Study reveals cancer diagnosis more deadly in blacks
A study on deaths among African Americans diagnosed with cancer gives a grim picture of survival, according to researchers at the University of South Carolina’s Arnold School of Public Health.
One of the nation’s first studies to track the ratio of deaths based on the incidence of specific cancers, the report in the June issue of the journal Cancer yields a powerful measure of the scope of the cancer problem among men and women, whites and blacks.
Researchers examined the eight public-health regions in South Carolina for the number of cancers and cancer deaths from 2001 - 05 and then compared these numbers to corresponding national rates.
Although the study was done in South Carolina, it could be replicated in other states or regions by using cancer incidence and death data, said Dr. James Hebert, the study’s lead author and a professor in the Arnold School.

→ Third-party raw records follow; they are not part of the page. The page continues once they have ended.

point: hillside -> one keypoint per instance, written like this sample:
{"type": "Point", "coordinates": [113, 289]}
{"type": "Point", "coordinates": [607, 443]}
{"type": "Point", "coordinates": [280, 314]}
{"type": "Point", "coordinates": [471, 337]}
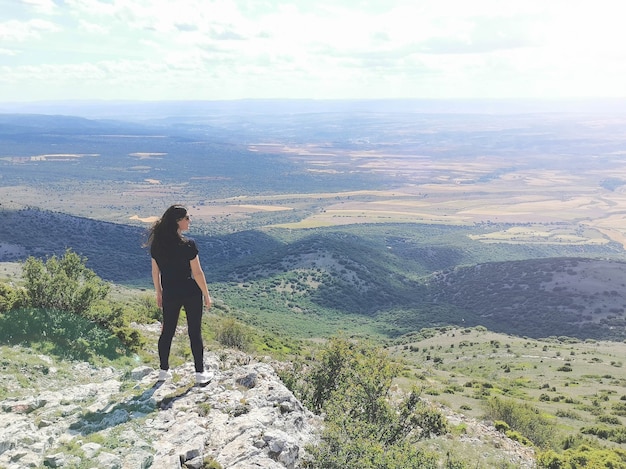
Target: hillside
{"type": "Point", "coordinates": [386, 281]}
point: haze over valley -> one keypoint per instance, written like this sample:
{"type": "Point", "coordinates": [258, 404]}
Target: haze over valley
{"type": "Point", "coordinates": [356, 208]}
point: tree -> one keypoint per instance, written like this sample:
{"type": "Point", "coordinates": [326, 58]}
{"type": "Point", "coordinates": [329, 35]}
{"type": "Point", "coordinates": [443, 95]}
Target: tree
{"type": "Point", "coordinates": [350, 385]}
{"type": "Point", "coordinates": [63, 283]}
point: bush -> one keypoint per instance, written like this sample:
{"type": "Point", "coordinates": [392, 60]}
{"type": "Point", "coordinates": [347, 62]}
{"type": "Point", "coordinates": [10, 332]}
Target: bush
{"type": "Point", "coordinates": [523, 418]}
{"type": "Point", "coordinates": [232, 333]}
{"type": "Point", "coordinates": [64, 284]}
{"type": "Point", "coordinates": [11, 298]}
{"type": "Point", "coordinates": [350, 383]}
{"type": "Point", "coordinates": [583, 457]}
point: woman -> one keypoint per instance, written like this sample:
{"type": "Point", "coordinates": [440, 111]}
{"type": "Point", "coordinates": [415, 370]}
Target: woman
{"type": "Point", "coordinates": [179, 282]}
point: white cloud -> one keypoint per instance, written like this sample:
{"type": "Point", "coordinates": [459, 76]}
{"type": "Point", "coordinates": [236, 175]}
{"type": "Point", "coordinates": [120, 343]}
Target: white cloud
{"type": "Point", "coordinates": [20, 31]}
{"type": "Point", "coordinates": [215, 49]}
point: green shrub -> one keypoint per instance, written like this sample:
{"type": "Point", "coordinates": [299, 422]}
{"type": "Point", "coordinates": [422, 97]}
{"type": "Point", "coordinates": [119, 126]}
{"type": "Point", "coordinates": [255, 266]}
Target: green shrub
{"type": "Point", "coordinates": [350, 383]}
{"type": "Point", "coordinates": [582, 457]}
{"type": "Point", "coordinates": [523, 418]}
{"type": "Point", "coordinates": [11, 298]}
{"type": "Point", "coordinates": [64, 284]}
{"type": "Point", "coordinates": [232, 333]}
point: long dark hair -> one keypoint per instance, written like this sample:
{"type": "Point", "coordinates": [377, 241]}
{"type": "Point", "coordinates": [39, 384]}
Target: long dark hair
{"type": "Point", "coordinates": [164, 232]}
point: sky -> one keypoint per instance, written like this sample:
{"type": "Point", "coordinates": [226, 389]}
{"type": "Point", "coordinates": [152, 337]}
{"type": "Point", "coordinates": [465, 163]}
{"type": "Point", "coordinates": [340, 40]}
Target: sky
{"type": "Point", "coordinates": [156, 50]}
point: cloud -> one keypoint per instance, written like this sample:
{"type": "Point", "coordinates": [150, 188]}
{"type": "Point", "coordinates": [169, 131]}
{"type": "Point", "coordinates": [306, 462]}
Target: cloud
{"type": "Point", "coordinates": [160, 49]}
{"type": "Point", "coordinates": [41, 6]}
{"type": "Point", "coordinates": [21, 31]}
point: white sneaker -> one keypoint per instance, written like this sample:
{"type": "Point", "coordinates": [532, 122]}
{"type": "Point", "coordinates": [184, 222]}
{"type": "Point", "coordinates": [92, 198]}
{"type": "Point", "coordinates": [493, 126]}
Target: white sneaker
{"type": "Point", "coordinates": [164, 375]}
{"type": "Point", "coordinates": [204, 377]}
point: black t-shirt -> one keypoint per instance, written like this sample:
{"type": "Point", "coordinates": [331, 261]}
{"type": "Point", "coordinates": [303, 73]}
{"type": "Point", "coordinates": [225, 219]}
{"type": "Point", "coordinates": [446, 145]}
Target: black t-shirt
{"type": "Point", "coordinates": [176, 278]}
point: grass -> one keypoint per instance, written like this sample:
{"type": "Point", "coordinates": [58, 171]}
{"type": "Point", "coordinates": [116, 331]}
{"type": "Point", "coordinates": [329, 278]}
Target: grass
{"type": "Point", "coordinates": [462, 367]}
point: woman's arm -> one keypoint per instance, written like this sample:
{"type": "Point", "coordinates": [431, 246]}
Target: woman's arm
{"type": "Point", "coordinates": [156, 279]}
{"type": "Point", "coordinates": [198, 276]}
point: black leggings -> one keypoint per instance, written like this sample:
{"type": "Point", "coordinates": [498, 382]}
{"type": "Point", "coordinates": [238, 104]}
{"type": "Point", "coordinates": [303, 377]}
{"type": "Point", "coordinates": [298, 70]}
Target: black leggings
{"type": "Point", "coordinates": [171, 312]}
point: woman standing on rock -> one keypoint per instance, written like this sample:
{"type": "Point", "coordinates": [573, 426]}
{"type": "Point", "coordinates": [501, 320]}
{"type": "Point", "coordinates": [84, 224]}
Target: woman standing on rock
{"type": "Point", "coordinates": [179, 282]}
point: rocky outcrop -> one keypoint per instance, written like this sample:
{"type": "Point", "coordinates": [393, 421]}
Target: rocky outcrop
{"type": "Point", "coordinates": [244, 418]}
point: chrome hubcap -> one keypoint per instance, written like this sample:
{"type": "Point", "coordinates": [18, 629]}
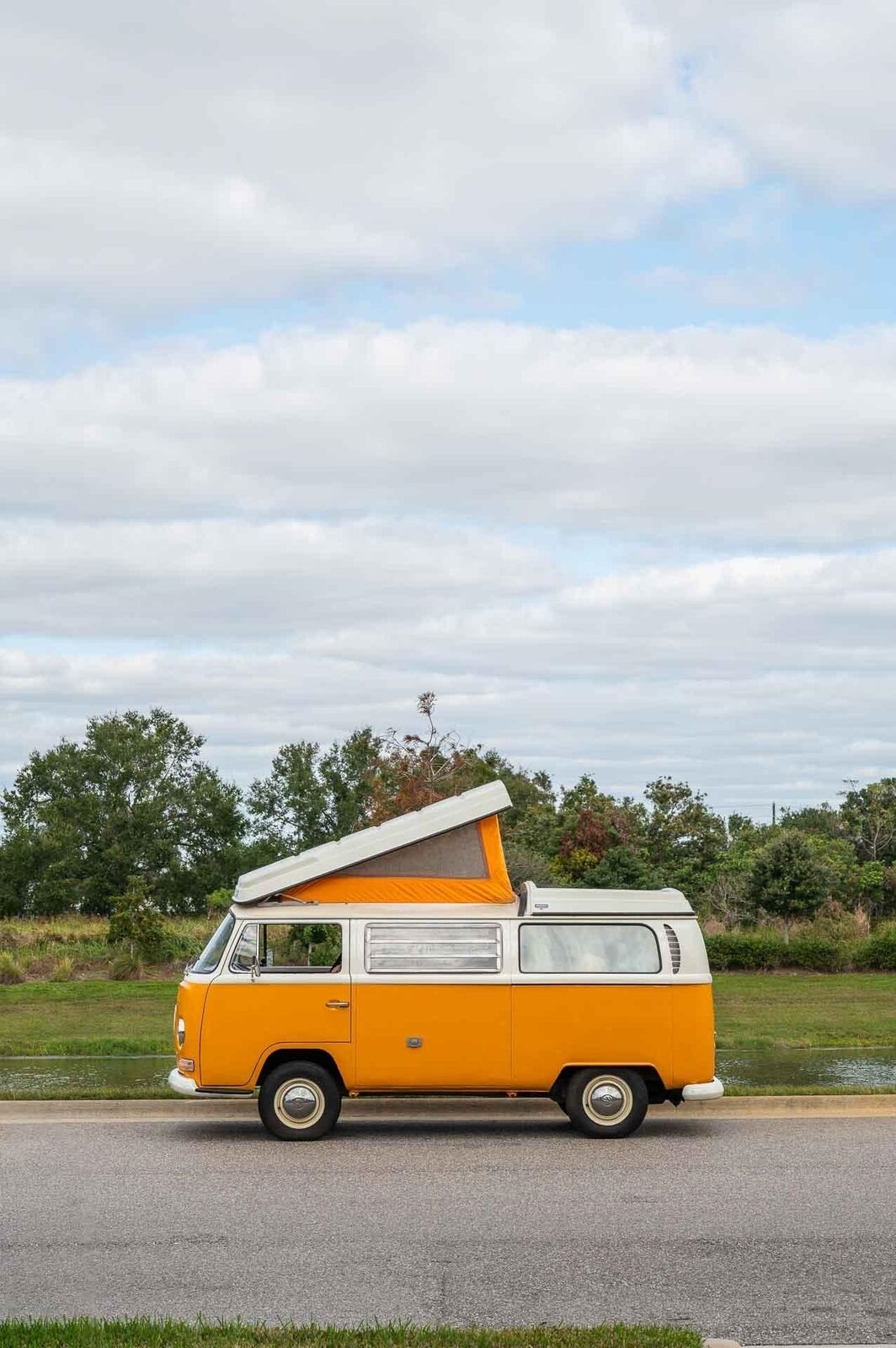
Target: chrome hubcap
{"type": "Point", "coordinates": [606, 1100]}
{"type": "Point", "coordinates": [298, 1105]}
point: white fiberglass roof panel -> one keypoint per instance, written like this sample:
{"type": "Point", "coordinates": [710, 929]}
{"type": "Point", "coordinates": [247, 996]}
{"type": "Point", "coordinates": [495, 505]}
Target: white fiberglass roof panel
{"type": "Point", "coordinates": [365, 844]}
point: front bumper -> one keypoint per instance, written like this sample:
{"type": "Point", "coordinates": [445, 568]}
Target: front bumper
{"type": "Point", "coordinates": [184, 1085]}
{"type": "Point", "coordinates": [704, 1091]}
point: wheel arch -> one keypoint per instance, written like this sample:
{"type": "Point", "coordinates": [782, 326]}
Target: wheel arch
{"type": "Point", "coordinates": [657, 1089]}
{"type": "Point", "coordinates": [323, 1060]}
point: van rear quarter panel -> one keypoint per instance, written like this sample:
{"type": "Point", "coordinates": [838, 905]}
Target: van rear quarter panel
{"type": "Point", "coordinates": [693, 1035]}
{"type": "Point", "coordinates": [601, 1024]}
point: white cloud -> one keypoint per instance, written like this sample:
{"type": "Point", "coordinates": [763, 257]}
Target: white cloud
{"type": "Point", "coordinates": [723, 437]}
{"type": "Point", "coordinates": [805, 88]}
{"type": "Point", "coordinates": [200, 157]}
{"type": "Point", "coordinates": [197, 154]}
{"type": "Point", "coordinates": [755, 678]}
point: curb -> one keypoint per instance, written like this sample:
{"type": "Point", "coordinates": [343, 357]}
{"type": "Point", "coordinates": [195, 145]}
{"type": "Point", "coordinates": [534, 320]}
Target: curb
{"type": "Point", "coordinates": [442, 1107]}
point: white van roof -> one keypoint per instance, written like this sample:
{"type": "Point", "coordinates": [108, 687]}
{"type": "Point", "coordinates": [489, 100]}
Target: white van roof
{"type": "Point", "coordinates": [648, 903]}
{"type": "Point", "coordinates": [441, 817]}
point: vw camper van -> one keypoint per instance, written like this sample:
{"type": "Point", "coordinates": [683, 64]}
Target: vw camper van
{"type": "Point", "coordinates": [399, 960]}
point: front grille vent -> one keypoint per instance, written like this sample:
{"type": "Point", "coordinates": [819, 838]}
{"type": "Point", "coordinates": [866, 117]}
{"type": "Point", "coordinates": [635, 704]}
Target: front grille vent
{"type": "Point", "coordinates": [674, 947]}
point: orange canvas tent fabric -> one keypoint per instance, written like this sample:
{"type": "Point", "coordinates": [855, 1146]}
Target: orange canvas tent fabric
{"type": "Point", "coordinates": [461, 866]}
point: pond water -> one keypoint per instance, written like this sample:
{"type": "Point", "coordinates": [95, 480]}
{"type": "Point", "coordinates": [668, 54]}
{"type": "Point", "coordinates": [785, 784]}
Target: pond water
{"type": "Point", "coordinates": [738, 1068]}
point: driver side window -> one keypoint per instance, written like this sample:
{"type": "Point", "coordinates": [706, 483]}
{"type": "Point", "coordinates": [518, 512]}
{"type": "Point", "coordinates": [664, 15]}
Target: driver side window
{"type": "Point", "coordinates": [290, 948]}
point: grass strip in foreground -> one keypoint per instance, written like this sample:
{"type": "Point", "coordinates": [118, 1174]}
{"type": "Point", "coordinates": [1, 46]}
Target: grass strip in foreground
{"type": "Point", "coordinates": [172, 1334]}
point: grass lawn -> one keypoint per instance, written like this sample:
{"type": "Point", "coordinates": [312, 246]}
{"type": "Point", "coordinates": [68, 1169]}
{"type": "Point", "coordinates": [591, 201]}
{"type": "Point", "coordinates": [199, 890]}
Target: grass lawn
{"type": "Point", "coordinates": [170, 1334]}
{"type": "Point", "coordinates": [754, 1011]}
{"type": "Point", "coordinates": [87, 1017]}
{"type": "Point", "coordinates": [805, 1010]}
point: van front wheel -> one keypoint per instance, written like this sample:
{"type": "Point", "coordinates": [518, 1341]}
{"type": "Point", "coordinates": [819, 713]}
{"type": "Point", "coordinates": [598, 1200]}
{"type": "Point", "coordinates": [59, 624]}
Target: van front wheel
{"type": "Point", "coordinates": [300, 1102]}
{"type": "Point", "coordinates": [606, 1103]}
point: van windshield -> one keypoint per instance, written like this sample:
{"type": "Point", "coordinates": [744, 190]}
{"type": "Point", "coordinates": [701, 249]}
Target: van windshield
{"type": "Point", "coordinates": [211, 957]}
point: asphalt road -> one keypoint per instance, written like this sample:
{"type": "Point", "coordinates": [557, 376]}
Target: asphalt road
{"type": "Point", "coordinates": [767, 1231]}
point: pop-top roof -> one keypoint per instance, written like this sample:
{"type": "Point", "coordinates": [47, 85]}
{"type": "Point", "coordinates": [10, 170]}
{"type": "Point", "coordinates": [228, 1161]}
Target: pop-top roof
{"type": "Point", "coordinates": [408, 829]}
{"type": "Point", "coordinates": [653, 903]}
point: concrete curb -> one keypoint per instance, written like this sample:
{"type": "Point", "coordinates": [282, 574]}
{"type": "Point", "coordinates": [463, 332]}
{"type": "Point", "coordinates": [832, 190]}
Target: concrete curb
{"type": "Point", "coordinates": [441, 1107]}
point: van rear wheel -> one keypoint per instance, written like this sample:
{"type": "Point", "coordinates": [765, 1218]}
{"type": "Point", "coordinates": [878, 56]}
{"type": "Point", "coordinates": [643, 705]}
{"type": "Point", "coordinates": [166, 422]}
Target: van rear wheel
{"type": "Point", "coordinates": [606, 1102]}
{"type": "Point", "coordinates": [300, 1102]}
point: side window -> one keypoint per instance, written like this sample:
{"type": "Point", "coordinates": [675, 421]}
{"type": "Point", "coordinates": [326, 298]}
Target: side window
{"type": "Point", "coordinates": [246, 948]}
{"type": "Point", "coordinates": [593, 948]}
{"type": "Point", "coordinates": [301, 947]}
{"type": "Point", "coordinates": [433, 948]}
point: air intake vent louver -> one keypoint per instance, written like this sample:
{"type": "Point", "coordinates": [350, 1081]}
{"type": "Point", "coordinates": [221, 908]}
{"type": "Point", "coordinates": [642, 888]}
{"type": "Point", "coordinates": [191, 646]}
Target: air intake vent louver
{"type": "Point", "coordinates": [674, 947]}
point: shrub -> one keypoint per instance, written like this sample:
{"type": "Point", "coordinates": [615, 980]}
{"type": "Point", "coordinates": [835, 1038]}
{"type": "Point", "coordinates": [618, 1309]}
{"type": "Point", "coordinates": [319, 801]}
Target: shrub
{"type": "Point", "coordinates": [877, 950]}
{"type": "Point", "coordinates": [219, 902]}
{"type": "Point", "coordinates": [125, 966]}
{"type": "Point", "coordinates": [760, 949]}
{"type": "Point", "coordinates": [808, 950]}
{"type": "Point", "coordinates": [10, 971]}
{"type": "Point", "coordinates": [138, 925]}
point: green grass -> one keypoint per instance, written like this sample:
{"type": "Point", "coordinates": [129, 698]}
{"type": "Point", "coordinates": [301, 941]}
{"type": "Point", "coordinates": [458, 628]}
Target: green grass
{"type": "Point", "coordinates": [173, 1334]}
{"type": "Point", "coordinates": [88, 1017]}
{"type": "Point", "coordinates": [805, 1010]}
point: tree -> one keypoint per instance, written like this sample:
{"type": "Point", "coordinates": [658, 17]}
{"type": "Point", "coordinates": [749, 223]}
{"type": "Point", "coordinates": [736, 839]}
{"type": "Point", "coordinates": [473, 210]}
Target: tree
{"type": "Point", "coordinates": [421, 768]}
{"type": "Point", "coordinates": [132, 801]}
{"type": "Point", "coordinates": [869, 819]}
{"type": "Point", "coordinates": [788, 880]}
{"type": "Point", "coordinates": [684, 836]}
{"type": "Point", "coordinates": [310, 797]}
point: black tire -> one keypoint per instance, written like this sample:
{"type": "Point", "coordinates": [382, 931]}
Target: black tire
{"type": "Point", "coordinates": [313, 1110]}
{"type": "Point", "coordinates": [606, 1102]}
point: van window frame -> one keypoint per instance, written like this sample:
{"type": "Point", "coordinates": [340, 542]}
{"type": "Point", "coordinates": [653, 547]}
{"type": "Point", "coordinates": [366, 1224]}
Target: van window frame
{"type": "Point", "coordinates": [586, 974]}
{"type": "Point", "coordinates": [300, 971]}
{"type": "Point", "coordinates": [493, 925]}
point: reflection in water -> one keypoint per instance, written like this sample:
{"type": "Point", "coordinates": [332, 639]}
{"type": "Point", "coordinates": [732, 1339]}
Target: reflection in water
{"type": "Point", "coordinates": [808, 1067]}
{"type": "Point", "coordinates": [738, 1068]}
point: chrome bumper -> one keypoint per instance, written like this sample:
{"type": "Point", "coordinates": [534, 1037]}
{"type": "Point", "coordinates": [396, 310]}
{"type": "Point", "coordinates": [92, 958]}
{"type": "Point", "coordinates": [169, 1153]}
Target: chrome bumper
{"type": "Point", "coordinates": [704, 1091]}
{"type": "Point", "coordinates": [184, 1085]}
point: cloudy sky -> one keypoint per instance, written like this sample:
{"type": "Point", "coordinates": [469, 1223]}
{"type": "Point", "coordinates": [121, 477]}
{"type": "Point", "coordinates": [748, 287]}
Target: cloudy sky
{"type": "Point", "coordinates": [542, 355]}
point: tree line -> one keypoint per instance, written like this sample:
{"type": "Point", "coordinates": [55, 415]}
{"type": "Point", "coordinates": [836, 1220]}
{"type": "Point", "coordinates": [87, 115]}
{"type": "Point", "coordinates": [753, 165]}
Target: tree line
{"type": "Point", "coordinates": [135, 808]}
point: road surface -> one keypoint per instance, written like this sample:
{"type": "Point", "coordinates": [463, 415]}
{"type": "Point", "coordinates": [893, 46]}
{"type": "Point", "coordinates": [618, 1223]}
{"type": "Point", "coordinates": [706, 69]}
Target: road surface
{"type": "Point", "coordinates": [761, 1230]}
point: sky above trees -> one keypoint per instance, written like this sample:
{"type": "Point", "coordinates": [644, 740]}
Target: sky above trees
{"type": "Point", "coordinates": [539, 355]}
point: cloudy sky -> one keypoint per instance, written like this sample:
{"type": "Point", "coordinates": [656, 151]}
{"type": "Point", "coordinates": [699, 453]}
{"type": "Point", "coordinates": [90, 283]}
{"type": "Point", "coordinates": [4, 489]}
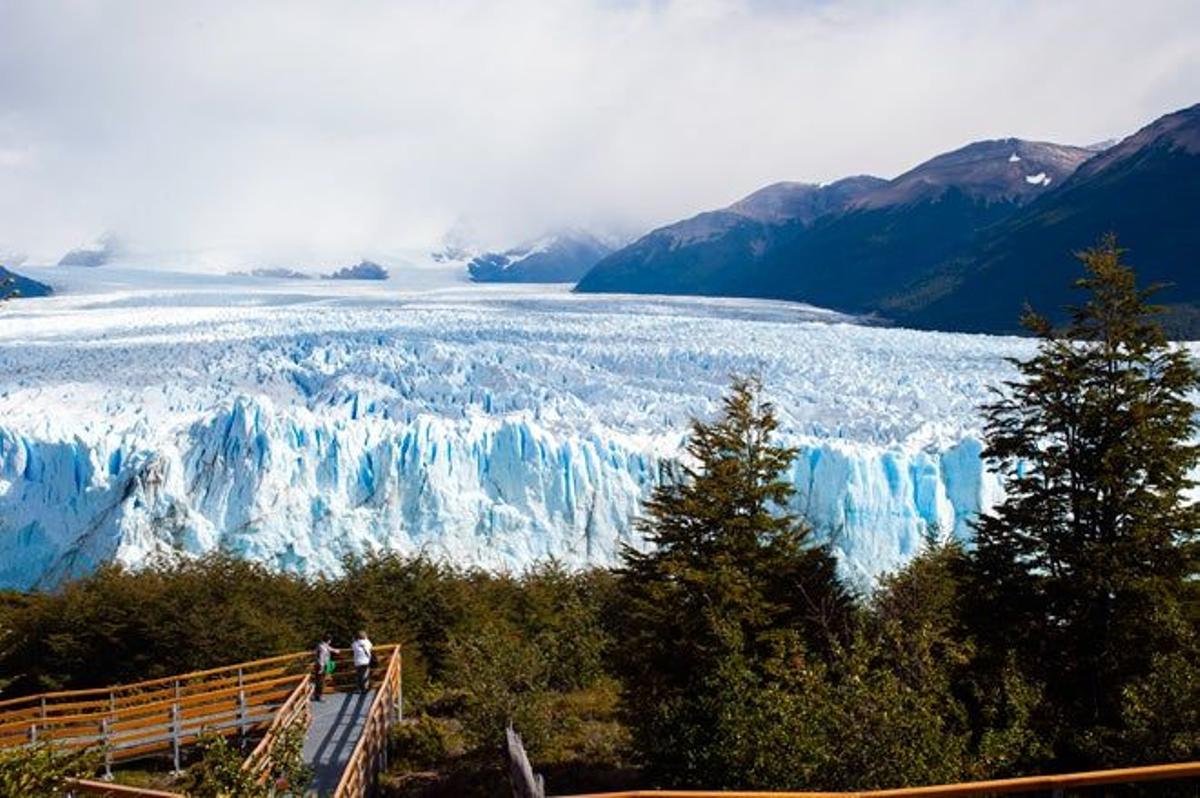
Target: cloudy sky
{"type": "Point", "coordinates": [342, 129]}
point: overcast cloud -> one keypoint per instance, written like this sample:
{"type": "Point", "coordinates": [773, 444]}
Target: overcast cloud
{"type": "Point", "coordinates": [355, 127]}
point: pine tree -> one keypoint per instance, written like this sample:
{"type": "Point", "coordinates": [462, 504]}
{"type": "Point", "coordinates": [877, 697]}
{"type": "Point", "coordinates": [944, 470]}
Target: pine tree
{"type": "Point", "coordinates": [730, 580]}
{"type": "Point", "coordinates": [1085, 567]}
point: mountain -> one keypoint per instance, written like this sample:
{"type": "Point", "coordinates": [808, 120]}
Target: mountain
{"type": "Point", "coordinates": [960, 243]}
{"type": "Point", "coordinates": [558, 258]}
{"type": "Point", "coordinates": [840, 245]}
{"type": "Point", "coordinates": [13, 285]}
{"type": "Point", "coordinates": [1145, 189]}
{"type": "Point", "coordinates": [274, 273]}
{"type": "Point", "coordinates": [492, 430]}
{"type": "Point", "coordinates": [713, 252]}
{"type": "Point", "coordinates": [363, 270]}
{"type": "Point", "coordinates": [93, 255]}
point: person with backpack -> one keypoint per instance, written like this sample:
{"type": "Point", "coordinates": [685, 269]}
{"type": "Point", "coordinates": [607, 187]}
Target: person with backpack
{"type": "Point", "coordinates": [323, 665]}
{"type": "Point", "coordinates": [363, 659]}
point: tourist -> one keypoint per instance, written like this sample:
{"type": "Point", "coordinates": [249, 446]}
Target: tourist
{"type": "Point", "coordinates": [363, 657]}
{"type": "Point", "coordinates": [323, 666]}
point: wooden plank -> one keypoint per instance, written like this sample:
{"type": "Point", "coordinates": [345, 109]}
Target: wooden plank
{"type": "Point", "coordinates": [961, 790]}
{"type": "Point", "coordinates": [101, 693]}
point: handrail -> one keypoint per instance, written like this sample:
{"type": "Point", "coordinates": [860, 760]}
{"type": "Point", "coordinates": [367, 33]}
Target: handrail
{"type": "Point", "coordinates": [133, 687]}
{"type": "Point", "coordinates": [295, 711]}
{"type": "Point", "coordinates": [960, 790]}
{"type": "Point", "coordinates": [93, 787]}
{"type": "Point", "coordinates": [370, 754]}
{"type": "Point", "coordinates": [144, 719]}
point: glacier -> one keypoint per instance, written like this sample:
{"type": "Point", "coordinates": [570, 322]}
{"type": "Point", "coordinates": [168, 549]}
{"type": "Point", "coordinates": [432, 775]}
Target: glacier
{"type": "Point", "coordinates": [492, 426]}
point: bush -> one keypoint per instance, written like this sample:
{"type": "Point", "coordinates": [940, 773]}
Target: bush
{"type": "Point", "coordinates": [421, 744]}
{"type": "Point", "coordinates": [41, 771]}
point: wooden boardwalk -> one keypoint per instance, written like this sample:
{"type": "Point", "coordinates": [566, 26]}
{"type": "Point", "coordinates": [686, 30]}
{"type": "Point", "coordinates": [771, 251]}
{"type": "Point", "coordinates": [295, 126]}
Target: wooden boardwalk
{"type": "Point", "coordinates": [345, 735]}
{"type": "Point", "coordinates": [337, 724]}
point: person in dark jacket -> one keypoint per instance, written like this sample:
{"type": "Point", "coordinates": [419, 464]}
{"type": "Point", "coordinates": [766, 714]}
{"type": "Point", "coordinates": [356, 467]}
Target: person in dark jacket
{"type": "Point", "coordinates": [323, 665]}
{"type": "Point", "coordinates": [361, 648]}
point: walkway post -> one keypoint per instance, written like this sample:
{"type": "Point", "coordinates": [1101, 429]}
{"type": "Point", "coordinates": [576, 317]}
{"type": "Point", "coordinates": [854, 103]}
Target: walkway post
{"type": "Point", "coordinates": [175, 735]}
{"type": "Point", "coordinates": [108, 748]}
{"type": "Point", "coordinates": [241, 706]}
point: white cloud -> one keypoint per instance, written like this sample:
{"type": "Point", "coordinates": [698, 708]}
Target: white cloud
{"type": "Point", "coordinates": [322, 127]}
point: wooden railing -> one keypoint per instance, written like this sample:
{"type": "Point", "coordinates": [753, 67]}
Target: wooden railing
{"type": "Point", "coordinates": [131, 721]}
{"type": "Point", "coordinates": [1051, 784]}
{"type": "Point", "coordinates": [295, 714]}
{"type": "Point", "coordinates": [370, 754]}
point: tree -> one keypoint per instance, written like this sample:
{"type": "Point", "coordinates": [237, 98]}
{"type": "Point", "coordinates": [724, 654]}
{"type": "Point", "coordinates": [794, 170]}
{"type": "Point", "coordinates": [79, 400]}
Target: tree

Comparing and mapping race- and sex-specific cancer “mortality-to-incidence ratios” (MIR) provide a powerful method to observe the scope of the cancer problem, he said.
“We already knew that South Carolina is a dramatic example of health disparities,” said Hebert, director of the Statewide Cancer Prevention and Control Program in South Carolina. “This study is alarming. It shows health disparities in a visual, graphic way in geographic spaces.”
African Americans had much higher mortality rates than whites even when a specific cancer had a lower incidence rate, Hebert said.
For example, S.C. data reveal that African Americans smoke less than whites. But statistics on oral cancer show that African Americans have a higher MIR in seven of the state’s regions.
“Comparing this data to national MIR rates shows the severity of the problem,” said Hebert.